How to invest in the stock market

There are two direct options you can take when investing in the stock market. First and foremost, you can choose to buy shares in specific companies outright. Secondly, you can choose to speculative on the price movement of an equity, without having to own the underlying asset. This is known as using contracts for difference (CFDs) which are offered by many online brokerages today.

If you choose to invest in a CFD stock, you’ll not only have the ability to profit if the asset rises in value. You can also take a short (sell) position and profit if the value of the underlying asset declines. This gives retail investors like you greater flexibility to turn a profit, regardless of whether the stock market is bullish or bearish.

Always be mindful of the risks involved

As with all forms of investing, trading the stock markets involves an element of risk. Be under no illusions, it is possible to lose all the money you invest – especially if you don’t adopt a strict risk management strategy.
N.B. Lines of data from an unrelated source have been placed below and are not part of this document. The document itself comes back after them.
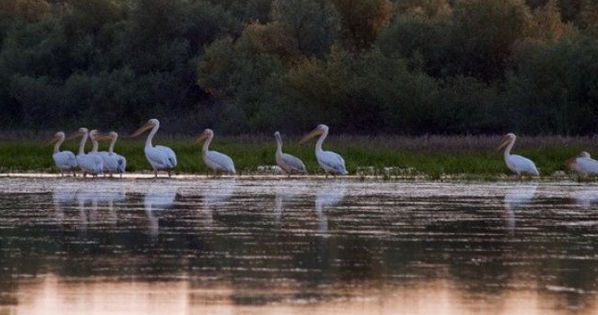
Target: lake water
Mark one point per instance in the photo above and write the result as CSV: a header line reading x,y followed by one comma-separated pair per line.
x,y
72,246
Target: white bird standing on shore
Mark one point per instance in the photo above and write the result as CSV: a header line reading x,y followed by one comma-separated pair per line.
x,y
583,164
516,163
65,160
288,163
113,162
215,160
159,157
331,162
88,163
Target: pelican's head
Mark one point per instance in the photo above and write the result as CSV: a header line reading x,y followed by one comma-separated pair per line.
x,y
79,133
94,134
506,139
206,134
320,129
57,136
148,125
106,136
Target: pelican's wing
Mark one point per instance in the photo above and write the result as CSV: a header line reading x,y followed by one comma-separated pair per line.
x,y
334,161
161,156
224,162
171,156
523,164
294,163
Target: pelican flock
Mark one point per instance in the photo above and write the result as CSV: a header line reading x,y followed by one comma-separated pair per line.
x,y
89,163
215,160
162,158
518,164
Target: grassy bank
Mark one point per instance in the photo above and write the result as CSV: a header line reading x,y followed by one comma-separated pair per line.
x,y
432,156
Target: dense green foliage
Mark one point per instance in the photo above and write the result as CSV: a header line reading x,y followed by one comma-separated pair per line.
x,y
361,66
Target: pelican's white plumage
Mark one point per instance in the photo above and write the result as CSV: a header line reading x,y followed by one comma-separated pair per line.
x,y
88,163
159,157
65,160
113,162
517,163
215,160
288,163
331,162
584,164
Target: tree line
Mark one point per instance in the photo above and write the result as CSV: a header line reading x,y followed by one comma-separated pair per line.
x,y
252,66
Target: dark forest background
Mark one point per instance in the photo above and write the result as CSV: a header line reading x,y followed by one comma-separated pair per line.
x,y
361,66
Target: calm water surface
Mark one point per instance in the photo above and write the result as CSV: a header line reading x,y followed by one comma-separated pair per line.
x,y
69,246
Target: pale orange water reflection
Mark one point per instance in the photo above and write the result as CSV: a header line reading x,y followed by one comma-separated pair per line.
x,y
242,246
51,295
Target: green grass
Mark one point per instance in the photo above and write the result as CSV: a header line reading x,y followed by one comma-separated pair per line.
x,y
433,157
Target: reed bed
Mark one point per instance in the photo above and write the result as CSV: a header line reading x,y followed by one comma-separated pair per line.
x,y
428,156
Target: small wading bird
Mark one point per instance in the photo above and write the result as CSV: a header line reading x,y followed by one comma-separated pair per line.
x,y
288,163
583,164
88,163
113,162
516,163
215,160
65,160
159,157
331,162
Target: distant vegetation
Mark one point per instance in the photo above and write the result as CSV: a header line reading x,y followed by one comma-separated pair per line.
x,y
361,66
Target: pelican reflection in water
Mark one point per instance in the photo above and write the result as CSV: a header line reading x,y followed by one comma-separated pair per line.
x,y
326,197
515,198
157,198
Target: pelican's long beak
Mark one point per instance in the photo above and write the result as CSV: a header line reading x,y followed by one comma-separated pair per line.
x,y
141,130
201,138
314,133
503,143
104,137
75,135
53,140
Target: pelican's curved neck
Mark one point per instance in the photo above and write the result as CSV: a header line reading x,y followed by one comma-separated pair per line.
x,y
148,141
58,144
111,148
206,144
82,143
94,147
278,145
321,141
508,148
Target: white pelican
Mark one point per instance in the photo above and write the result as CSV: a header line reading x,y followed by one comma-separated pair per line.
x,y
288,163
160,157
331,162
113,162
64,160
516,163
584,164
215,160
88,163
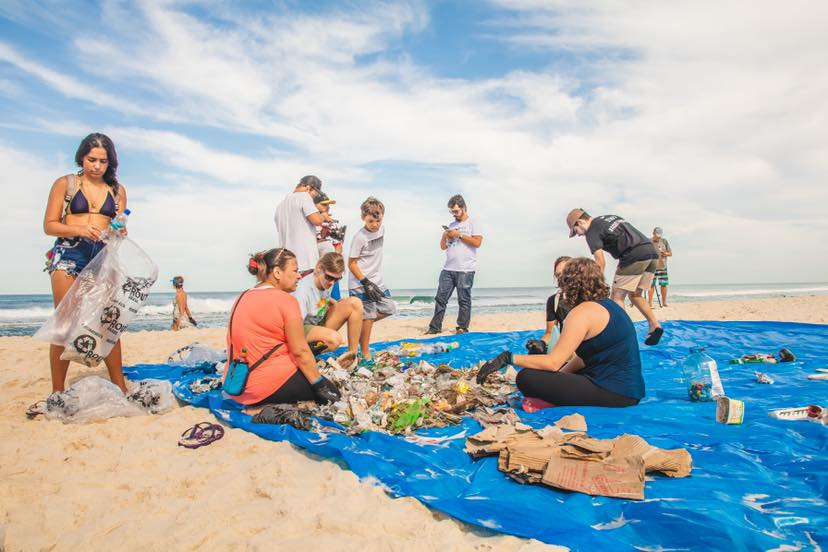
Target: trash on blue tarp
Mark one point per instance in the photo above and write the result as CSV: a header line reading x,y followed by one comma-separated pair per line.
x,y
759,485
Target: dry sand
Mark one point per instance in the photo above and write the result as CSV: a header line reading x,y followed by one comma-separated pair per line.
x,y
124,484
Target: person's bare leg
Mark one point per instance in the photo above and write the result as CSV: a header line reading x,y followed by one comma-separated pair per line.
x,y
61,282
641,304
619,296
115,366
329,336
347,311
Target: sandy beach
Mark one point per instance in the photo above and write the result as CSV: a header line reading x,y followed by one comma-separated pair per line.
x,y
125,484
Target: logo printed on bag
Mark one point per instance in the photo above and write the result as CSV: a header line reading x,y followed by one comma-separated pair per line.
x,y
110,314
85,344
134,288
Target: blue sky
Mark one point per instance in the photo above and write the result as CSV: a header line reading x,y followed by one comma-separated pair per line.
x,y
706,118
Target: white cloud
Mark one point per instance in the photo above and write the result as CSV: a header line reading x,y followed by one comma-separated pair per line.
x,y
706,119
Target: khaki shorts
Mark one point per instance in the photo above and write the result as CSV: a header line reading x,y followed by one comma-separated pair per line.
x,y
638,275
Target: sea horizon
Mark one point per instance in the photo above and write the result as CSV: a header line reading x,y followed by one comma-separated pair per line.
x,y
23,314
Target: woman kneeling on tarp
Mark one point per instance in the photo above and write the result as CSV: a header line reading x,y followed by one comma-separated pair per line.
x,y
607,368
266,323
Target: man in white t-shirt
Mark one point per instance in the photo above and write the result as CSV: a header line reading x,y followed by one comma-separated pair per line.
x,y
296,220
460,240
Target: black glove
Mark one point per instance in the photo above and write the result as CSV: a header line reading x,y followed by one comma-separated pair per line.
x,y
317,347
494,365
325,391
372,290
536,347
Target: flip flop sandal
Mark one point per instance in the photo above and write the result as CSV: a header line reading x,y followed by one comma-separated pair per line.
x,y
36,410
200,435
654,336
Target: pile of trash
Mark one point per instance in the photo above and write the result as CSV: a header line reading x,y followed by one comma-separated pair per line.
x,y
398,398
563,456
93,399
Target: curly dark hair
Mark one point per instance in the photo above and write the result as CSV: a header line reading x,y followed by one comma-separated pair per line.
x,y
582,280
264,262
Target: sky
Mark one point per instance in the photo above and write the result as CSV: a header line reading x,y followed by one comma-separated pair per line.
x,y
706,118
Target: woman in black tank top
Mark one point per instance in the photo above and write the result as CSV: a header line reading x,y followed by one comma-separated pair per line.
x,y
606,371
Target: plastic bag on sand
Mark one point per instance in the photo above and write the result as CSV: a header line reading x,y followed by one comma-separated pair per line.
x,y
197,353
100,304
93,399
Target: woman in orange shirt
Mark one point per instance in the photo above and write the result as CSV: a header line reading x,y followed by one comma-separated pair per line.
x,y
266,316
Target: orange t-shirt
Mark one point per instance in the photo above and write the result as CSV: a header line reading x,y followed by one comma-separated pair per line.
x,y
258,325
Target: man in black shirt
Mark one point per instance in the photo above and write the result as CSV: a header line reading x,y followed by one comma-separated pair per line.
x,y
636,254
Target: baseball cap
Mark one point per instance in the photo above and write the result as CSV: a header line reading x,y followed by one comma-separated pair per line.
x,y
323,199
573,216
312,181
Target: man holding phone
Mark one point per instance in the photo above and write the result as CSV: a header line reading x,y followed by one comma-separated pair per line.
x,y
460,240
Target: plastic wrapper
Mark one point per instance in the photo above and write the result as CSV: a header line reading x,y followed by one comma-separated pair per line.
x,y
94,399
99,306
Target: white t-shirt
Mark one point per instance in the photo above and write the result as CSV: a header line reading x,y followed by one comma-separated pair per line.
x,y
296,232
367,248
460,256
313,302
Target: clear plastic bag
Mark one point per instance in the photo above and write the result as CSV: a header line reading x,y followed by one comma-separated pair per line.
x,y
101,303
197,353
94,398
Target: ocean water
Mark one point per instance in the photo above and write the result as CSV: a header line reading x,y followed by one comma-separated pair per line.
x,y
24,314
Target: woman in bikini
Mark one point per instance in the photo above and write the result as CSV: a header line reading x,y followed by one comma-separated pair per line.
x,y
81,206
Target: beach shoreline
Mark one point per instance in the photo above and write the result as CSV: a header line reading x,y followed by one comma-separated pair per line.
x,y
124,484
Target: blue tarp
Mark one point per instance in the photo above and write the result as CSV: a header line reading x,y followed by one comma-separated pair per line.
x,y
760,485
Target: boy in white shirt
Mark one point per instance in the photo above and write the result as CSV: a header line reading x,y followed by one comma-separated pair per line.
x,y
323,315
365,264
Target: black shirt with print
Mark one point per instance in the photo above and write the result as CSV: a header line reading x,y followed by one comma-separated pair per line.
x,y
620,239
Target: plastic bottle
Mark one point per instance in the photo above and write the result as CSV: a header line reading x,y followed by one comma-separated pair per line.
x,y
408,349
119,222
701,375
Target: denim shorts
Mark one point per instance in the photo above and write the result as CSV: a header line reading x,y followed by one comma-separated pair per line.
x,y
71,255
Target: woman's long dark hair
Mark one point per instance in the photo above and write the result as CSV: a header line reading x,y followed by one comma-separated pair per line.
x,y
582,280
98,140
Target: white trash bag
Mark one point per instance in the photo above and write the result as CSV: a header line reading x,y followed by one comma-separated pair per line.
x,y
102,301
94,399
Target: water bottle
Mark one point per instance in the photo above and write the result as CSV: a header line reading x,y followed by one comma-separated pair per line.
x,y
701,376
119,222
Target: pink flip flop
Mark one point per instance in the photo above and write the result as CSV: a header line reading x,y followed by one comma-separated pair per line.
x,y
531,404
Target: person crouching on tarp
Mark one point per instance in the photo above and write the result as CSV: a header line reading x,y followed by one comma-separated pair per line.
x,y
267,319
606,370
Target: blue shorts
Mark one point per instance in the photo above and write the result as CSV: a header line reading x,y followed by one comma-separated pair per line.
x,y
71,255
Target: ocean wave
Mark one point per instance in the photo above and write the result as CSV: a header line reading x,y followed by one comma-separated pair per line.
x,y
28,313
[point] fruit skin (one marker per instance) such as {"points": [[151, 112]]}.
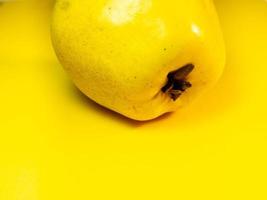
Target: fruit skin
{"points": [[119, 52]]}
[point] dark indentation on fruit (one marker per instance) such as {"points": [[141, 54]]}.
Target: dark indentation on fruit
{"points": [[65, 5], [177, 82]]}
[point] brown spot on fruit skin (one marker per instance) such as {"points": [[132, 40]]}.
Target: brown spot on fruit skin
{"points": [[65, 5], [177, 82]]}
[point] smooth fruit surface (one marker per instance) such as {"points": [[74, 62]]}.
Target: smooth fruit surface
{"points": [[119, 52]]}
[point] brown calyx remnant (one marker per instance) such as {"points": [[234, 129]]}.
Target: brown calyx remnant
{"points": [[177, 82]]}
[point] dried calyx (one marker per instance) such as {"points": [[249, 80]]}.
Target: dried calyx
{"points": [[177, 82]]}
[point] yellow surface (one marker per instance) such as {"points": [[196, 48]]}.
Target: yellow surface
{"points": [[57, 144], [119, 52]]}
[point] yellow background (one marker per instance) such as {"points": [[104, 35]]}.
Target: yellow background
{"points": [[57, 144]]}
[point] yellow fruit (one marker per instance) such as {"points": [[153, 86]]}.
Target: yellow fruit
{"points": [[140, 58]]}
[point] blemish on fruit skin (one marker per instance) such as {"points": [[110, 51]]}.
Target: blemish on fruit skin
{"points": [[177, 82], [65, 5]]}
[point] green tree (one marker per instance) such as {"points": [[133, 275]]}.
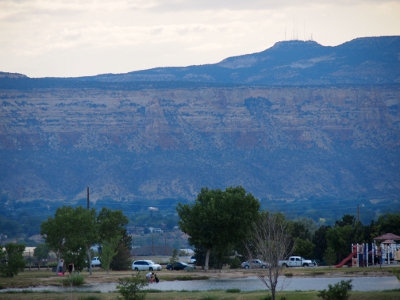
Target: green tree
{"points": [[41, 252], [130, 288], [338, 291], [340, 239], [269, 238], [111, 223], [11, 260], [218, 220], [71, 231], [174, 258], [108, 251], [388, 223], [303, 248], [320, 242]]}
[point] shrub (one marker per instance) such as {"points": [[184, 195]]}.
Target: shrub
{"points": [[130, 287], [234, 263], [73, 280], [233, 290], [338, 291]]}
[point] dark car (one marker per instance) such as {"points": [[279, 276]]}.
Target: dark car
{"points": [[180, 266]]}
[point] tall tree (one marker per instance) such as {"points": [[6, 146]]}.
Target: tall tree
{"points": [[108, 251], [320, 242], [71, 230], [41, 252], [111, 223], [11, 260], [218, 219]]}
If you decide to trade equities using CFDs, it’s a good idea to utilize any trading software supplied by your chosen brokerage. The most state-of-the-art trading software will enable you to set stop-loss and take-profit orders that not only limit your loss per trade but set acceptable profit figures. All of which helps to remove the emotion from trading. With thorough risk management, you can open a trade knowing full well your maximum loss size and your maximum profit size.

Treat the financial markets with humility. They owe you nothing. But with the right approach, it’s still possible to make money from stocks, even when the markets are at their most fragile.